Variable selection is an important topic that is the focus of a lot current research in machine learning. There was also a large number of “step-wise” regression procedures used for variable selection in last century, but they didn’t work (i.e., different procedures resulted in different models and there were no good criteria by which to choose amongst them). If you have a research scenario that requires variable selection, this problem is best dealt with through machine learning. If you are interested, check out this resource: https://glmnet.stanford.edu (and feel free to ask questions in class!).
A note on terminology: In some research areas, “hierarchical” is used to refer to multilevel models (e.g., “hierarchical linear models” in sociology). That is not the usage here. It would make sense to refer to the types of models we are calling “hierarchical” as “step-wise”, but, as mentioned in the previous point, the term “step-wise” already refers to a large number flawed techniques for variable selection. So… here we are.

One last thing: The overall idea of this chapter is that you should build models that answer your research questions. For concreteness, this chapter discusses the main statistical techniques for model building in the context of hierarchical regression. But, you don’t need to use hierarchical regression – the same techniques can be used in other ways creative ways as well.

6.1 Hierarhical models

The key ideas of hierarchical regression are:

Partition the predictors into conceptual “blocks”. Each block contains at least one predictor, but they usually contain more than one (e.g., “control variables”, “home factors”). No predictor can be included in more than one block.
Build a series of regression models in which the blocks are entered into the model sequentially. For this to be hierarchical model building, it is required that each new model in the series includes the blocks from all previous models. So, with three blocks we would have:

\[ \begin{align} & \text{Model 1: Block 1} \\ & \text{Model 2: Block 1 + Block 2} \\ & \text{Model 3: Block 1 + Block 2 + Block 3} \\ \end{align} \]

Compare the R-squared value of each model to that of the previous model.
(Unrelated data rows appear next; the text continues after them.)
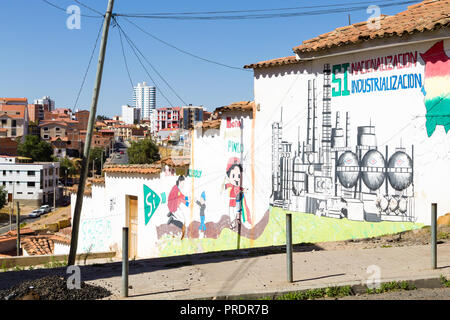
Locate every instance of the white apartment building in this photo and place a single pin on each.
(131, 115)
(46, 102)
(144, 98)
(29, 183)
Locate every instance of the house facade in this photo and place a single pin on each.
(29, 183)
(349, 135)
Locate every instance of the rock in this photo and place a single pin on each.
(444, 220)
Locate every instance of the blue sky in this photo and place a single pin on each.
(40, 56)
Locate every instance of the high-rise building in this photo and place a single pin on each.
(46, 102)
(130, 115)
(144, 98)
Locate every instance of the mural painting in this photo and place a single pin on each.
(237, 205)
(437, 88)
(175, 201)
(329, 177)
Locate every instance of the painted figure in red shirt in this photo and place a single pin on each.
(236, 192)
(175, 199)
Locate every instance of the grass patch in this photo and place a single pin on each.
(311, 294)
(392, 286)
(445, 282)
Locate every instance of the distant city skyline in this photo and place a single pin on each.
(57, 69)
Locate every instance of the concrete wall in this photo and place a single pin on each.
(398, 115)
(245, 143)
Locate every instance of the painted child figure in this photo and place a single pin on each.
(236, 194)
(202, 204)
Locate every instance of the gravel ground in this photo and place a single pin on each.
(418, 294)
(53, 288)
(407, 238)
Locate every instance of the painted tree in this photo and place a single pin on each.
(142, 152)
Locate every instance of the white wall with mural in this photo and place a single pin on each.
(354, 146)
(361, 136)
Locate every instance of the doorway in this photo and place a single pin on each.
(132, 204)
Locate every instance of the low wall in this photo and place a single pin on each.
(43, 259)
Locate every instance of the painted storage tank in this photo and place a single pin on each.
(372, 169)
(400, 173)
(348, 169)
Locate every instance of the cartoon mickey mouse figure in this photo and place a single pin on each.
(237, 204)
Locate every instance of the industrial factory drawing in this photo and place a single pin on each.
(327, 176)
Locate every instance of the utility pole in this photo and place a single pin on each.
(87, 145)
(18, 229)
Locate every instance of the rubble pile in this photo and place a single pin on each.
(53, 288)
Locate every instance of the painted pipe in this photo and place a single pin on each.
(289, 247)
(125, 262)
(433, 236)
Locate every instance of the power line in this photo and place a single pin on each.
(143, 66)
(65, 11)
(124, 57)
(256, 10)
(86, 6)
(89, 64)
(184, 51)
(151, 65)
(261, 16)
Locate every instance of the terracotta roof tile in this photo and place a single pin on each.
(211, 124)
(420, 17)
(133, 168)
(38, 245)
(237, 106)
(273, 63)
(98, 180)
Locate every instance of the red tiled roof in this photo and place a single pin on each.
(6, 100)
(420, 17)
(38, 245)
(237, 106)
(133, 168)
(273, 62)
(211, 124)
(11, 110)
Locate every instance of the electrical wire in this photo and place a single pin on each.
(124, 57)
(184, 51)
(89, 64)
(86, 6)
(262, 16)
(151, 65)
(258, 10)
(65, 11)
(143, 66)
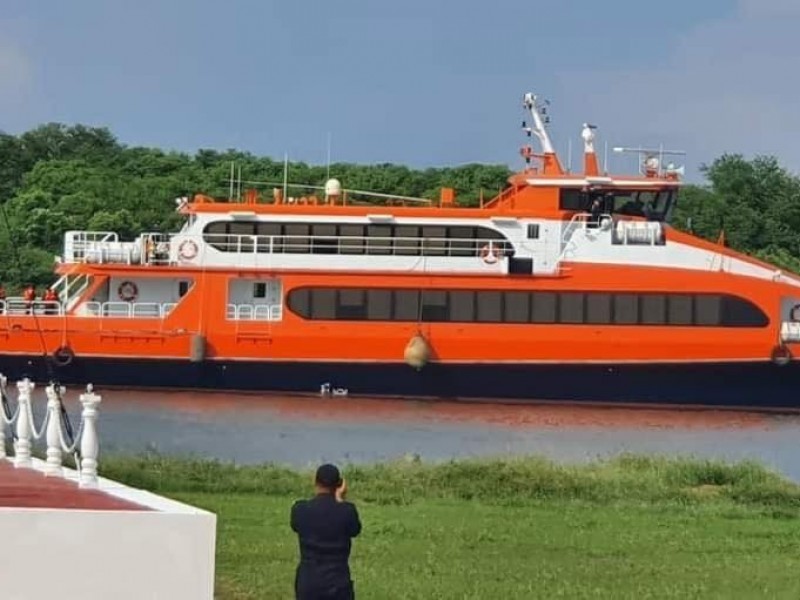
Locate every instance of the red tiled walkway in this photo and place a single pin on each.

This allows us to determine whether each new block “adds anything” to the model. To see how this works, denote the R-squared values of our three models as \(R^2_1, R^2_2, R^2_3\), respectively. Then we proceed as follows:
- Compute \(R^2_1\) to evaluate the contribution of Block 1.
- Compute \(\Delta R^2_{21} = R^2_2 - R^2_1\) to evaluate contribution of Block 2, controlling for Block 1
- Compute \(\Delta R^2_{32} = R^2_3 - R^2_2\) to evaluate contribution of Block 3, controlling for Block 1 & 2.

The symbol \(\Delta R^2\) is pronounced “delta R-squared.” It always has two subscripts, which denote the two models being compared.

The main advantage of hierarchical modeling is that we partition the total variance explained by all of the predictors into parts contributed uniquely by each block. In particular, it follows from the definition of delta R-squared that:

\[ R^2_3 = R^2_1 + \Delta R^2_{21} + \Delta R^2_{32}. \] This means that the variation explained by all of the predictors together (\(R^2_3\)) can be separated into the 3 distinct components that are isolated by using hierarchical approach.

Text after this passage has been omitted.